Vi sarete domandati perché manchino le foto della serata? Semplice, perché ero talmente preso dalla conversazione che me ne sono del tutto dimenticato. Avevo con me la fidata reflex, ma non ho mai trovato il momento giusto per fare le foto. Ecco perché avevo fatto di tutto per evitare di incontrare i McKim da solo. La figlia di Scott e Rachell, Ericka, che vive in Sicilia, ha scattato qualche foto con il cellulare, promettendo di mandarmele per e-mail. Appena arrivano, le aggiungerò a questo post, magari oscurando la brutta faccia per niente fotogenica della parte (talvolta) più seria dell’Apolide (sì, sono parecchio self-conscious – da un recovering narcissist cosa vi aspettate?). Dopo una camminata sotto la pioggia (ero l’unico ad avere l’ombrello – evidentemente non avevano imparato che le previsioni italiane sono molto meno affidabili di quelle texane ^_^), i saluti di rito di fronte a Santa Maria Novella, la promessa di riprendere il discorso ad anno nuovo, specialmente sul lato della formazione del personale politico (ma che, avevano letto l’antro?!). Verrebbe da pensare che tutte queste coincidenze siano dovute ad una Volontà superiore, ma non vorrei peccare di superbia (il rischio c’è sempre). I mean, un’ora prima di partire traduco un pezzo sulla American Majority e Scott mi dice di conoscere bene uno dei fratelli Ryun, quello che vive a Fort Worth! Le coincidenze non mi hanno mai convinto troppo. Tiriamo avanti senza pensarci troppo, che è meglio. Slippery slope ahead.

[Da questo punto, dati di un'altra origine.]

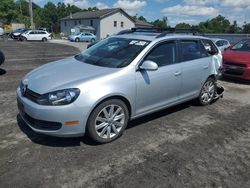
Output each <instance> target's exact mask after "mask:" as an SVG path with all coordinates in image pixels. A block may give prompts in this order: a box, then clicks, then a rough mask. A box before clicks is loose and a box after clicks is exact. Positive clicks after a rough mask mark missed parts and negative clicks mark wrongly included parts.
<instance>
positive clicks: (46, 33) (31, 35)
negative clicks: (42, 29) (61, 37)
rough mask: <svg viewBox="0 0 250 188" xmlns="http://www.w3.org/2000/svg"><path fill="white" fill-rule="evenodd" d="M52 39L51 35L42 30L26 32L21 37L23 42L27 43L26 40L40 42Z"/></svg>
mask: <svg viewBox="0 0 250 188" xmlns="http://www.w3.org/2000/svg"><path fill="white" fill-rule="evenodd" d="M51 38H52V36H51V34H50V33H48V32H47V31H42V30H29V31H26V32H24V33H23V34H22V35H21V40H22V41H26V40H39V41H44V42H45V41H47V40H50V39H51Z"/></svg>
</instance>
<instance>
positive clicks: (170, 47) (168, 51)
mask: <svg viewBox="0 0 250 188" xmlns="http://www.w3.org/2000/svg"><path fill="white" fill-rule="evenodd" d="M176 52H177V48H176V42H175V41H168V42H163V43H160V44H158V45H156V46H155V47H154V48H152V49H151V50H150V51H149V53H148V54H147V55H146V57H145V58H144V59H143V61H145V60H151V61H154V62H155V63H157V65H158V70H156V71H146V70H138V71H137V72H136V85H137V96H136V113H137V115H139V114H142V113H147V112H150V111H153V110H155V109H158V108H161V107H164V106H167V105H171V104H172V103H175V102H176V101H178V99H179V93H180V86H181V68H180V65H179V64H178V63H177V59H176V57H177V55H176Z"/></svg>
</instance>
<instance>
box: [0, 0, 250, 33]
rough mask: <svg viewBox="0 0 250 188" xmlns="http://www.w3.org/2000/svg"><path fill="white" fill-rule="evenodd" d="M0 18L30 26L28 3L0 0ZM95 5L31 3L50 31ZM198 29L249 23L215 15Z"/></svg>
mask: <svg viewBox="0 0 250 188" xmlns="http://www.w3.org/2000/svg"><path fill="white" fill-rule="evenodd" d="M0 1H1V3H0V20H1V21H3V22H5V23H7V24H9V23H11V22H17V23H24V24H25V25H26V27H29V26H30V18H29V3H28V1H27V0H0ZM97 10H98V8H97V7H90V8H88V9H84V10H82V9H80V8H78V7H76V6H74V5H70V4H67V5H65V4H64V3H61V2H59V3H58V4H57V5H55V4H53V3H51V2H48V3H47V4H46V5H45V6H44V7H43V8H40V7H39V6H38V5H36V4H35V3H33V15H34V23H35V26H36V28H39V27H46V28H48V29H50V30H51V31H53V32H55V33H58V32H60V19H61V18H63V17H66V16H68V15H70V14H71V13H72V14H74V13H76V12H80V11H97ZM133 18H134V19H138V20H141V21H145V22H147V19H146V18H145V17H143V16H138V15H135V16H134V17H133ZM151 23H152V24H153V25H154V26H155V27H158V28H163V29H166V28H168V25H167V24H168V18H167V17H163V18H162V19H157V20H155V21H153V22H151ZM197 27H198V29H199V31H200V32H203V33H241V32H243V33H250V23H244V25H243V27H242V28H241V27H239V26H238V25H237V22H236V21H234V23H233V24H230V22H229V20H228V19H226V18H225V17H223V16H222V15H218V16H217V17H215V18H213V19H211V20H207V21H204V22H200V23H199V24H198V26H197ZM176 28H177V29H190V28H193V26H191V25H189V24H187V23H179V24H177V25H176Z"/></svg>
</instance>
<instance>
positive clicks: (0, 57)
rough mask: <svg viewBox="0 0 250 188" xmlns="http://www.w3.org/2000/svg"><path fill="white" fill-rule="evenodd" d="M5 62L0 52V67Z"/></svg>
mask: <svg viewBox="0 0 250 188" xmlns="http://www.w3.org/2000/svg"><path fill="white" fill-rule="evenodd" d="M4 61H5V56H4V54H3V52H2V51H1V50H0V65H2V64H3V63H4Z"/></svg>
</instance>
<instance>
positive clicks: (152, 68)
mask: <svg viewBox="0 0 250 188" xmlns="http://www.w3.org/2000/svg"><path fill="white" fill-rule="evenodd" d="M140 69H142V70H148V71H155V70H157V69H158V65H157V64H156V63H155V62H153V61H151V60H146V61H144V62H143V63H142V64H141V66H140Z"/></svg>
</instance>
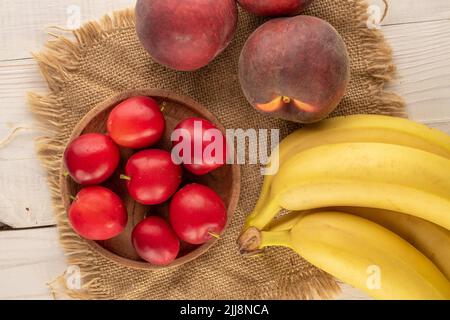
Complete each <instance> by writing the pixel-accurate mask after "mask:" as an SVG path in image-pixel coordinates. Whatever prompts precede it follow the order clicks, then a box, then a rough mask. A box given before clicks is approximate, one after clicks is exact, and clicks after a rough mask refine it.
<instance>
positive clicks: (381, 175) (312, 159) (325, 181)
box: [247, 143, 450, 230]
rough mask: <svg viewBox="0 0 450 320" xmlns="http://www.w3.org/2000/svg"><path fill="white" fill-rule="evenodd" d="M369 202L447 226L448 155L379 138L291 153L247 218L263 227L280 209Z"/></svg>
mask: <svg viewBox="0 0 450 320" xmlns="http://www.w3.org/2000/svg"><path fill="white" fill-rule="evenodd" d="M332 206H356V207H372V208H379V209H386V210H393V211H398V212H402V213H406V214H411V215H414V216H417V217H420V218H423V219H425V220H429V221H431V222H433V223H436V224H438V225H441V226H442V227H444V228H446V229H450V160H449V159H446V158H443V157H440V156H437V155H434V154H432V153H428V152H425V151H421V150H417V149H412V148H409V147H403V146H398V145H390V144H382V143H342V144H332V145H324V146H320V147H316V148H312V149H309V150H306V151H303V152H300V153H299V154H297V155H295V156H293V157H291V159H289V161H287V162H286V163H285V164H284V165H283V166H282V167H281V169H280V171H279V173H278V174H277V176H276V177H275V179H274V181H273V183H272V188H271V200H270V201H269V202H268V203H267V204H266V206H265V207H264V208H263V209H262V210H261V211H260V212H258V214H256V215H254V216H253V217H251V218H250V219H248V220H247V226H254V227H256V228H257V229H260V230H262V229H264V228H265V227H266V226H267V224H269V223H270V221H271V220H273V219H274V218H275V216H276V215H277V213H278V212H279V211H280V209H281V208H284V209H287V210H291V211H301V210H309V209H314V208H323V207H332Z"/></svg>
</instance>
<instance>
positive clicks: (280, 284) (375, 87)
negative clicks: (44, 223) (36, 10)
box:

Note conclusive: provate a vedere cosa stanno combinando a Dallas ed in Texas in generale. Scott e Rachell, come ho saputo durante la chiacchierata, non sono i coordinatori del Tea Party di Dallas, semplicemente perché in città sono talmente tanti da aver deciso di fare Tea Parties in ogni quartiere. Mi ripeto, per lasciare che l’immensità della cosa arrivi a tutti. Tea. Party. Di. Quartiere. L’apoteosi del grassroots, roba che a noi può fare solo impallidire. In una sola città, anche se nessuno sa esattamente quanti attivisti ci siano, stimano di essere più o meno ventimila. VENTIMILA. L’area metropolitana di Dallas-Fort Worth è grande, più di sei milioni di persone, ma l’hinterland milanese non è tanto più piccolo. A noi sembra un obiettivo ambizioso raccogliere cinquecento persone a Milano e dintorni. A livelli del genere non arriveremo forse mai. In America, ed in Texas in particolare, l’individualismo e l’etica del lavoro protestante capitalista di Weber si respira nell’aria, non hai certo bisogno di spiegare alla gente cosa voglia dire essere liberi. Comunque resta tantissimo da imparare. Pensate che in città hanno persino istituito una moneta locale, volontaria, per sostenere gli imprenditori ed i commercianti locali. L’azienda di Scott, che si occupa di ristrutturare piscine, accetta anche questo tipo di moneta, oltre al baratto. Non solo: come pagamento molti commercianti accettano anche queste monete, definite prudentemente “medaglie per il baratto”. In realtà sono vere e proprie monete d’argento, da un’oncia, equivalente al momento a circa 30 dollari. Roba del genere, da noi, la fanno o libertari di ferro o sinistri che vaneggiano dell’abolizione del capitalismo. A Dallas lo fa anche Scott McKim, imprenditore, coordinatore di un Tea Party ed Evangelico di ferro. Proprio un altro mondo, gente. Dovremo correre come dei matti solo per tenere il loro passo. Riposatevi, gente. Da gennaio si fa sul serio.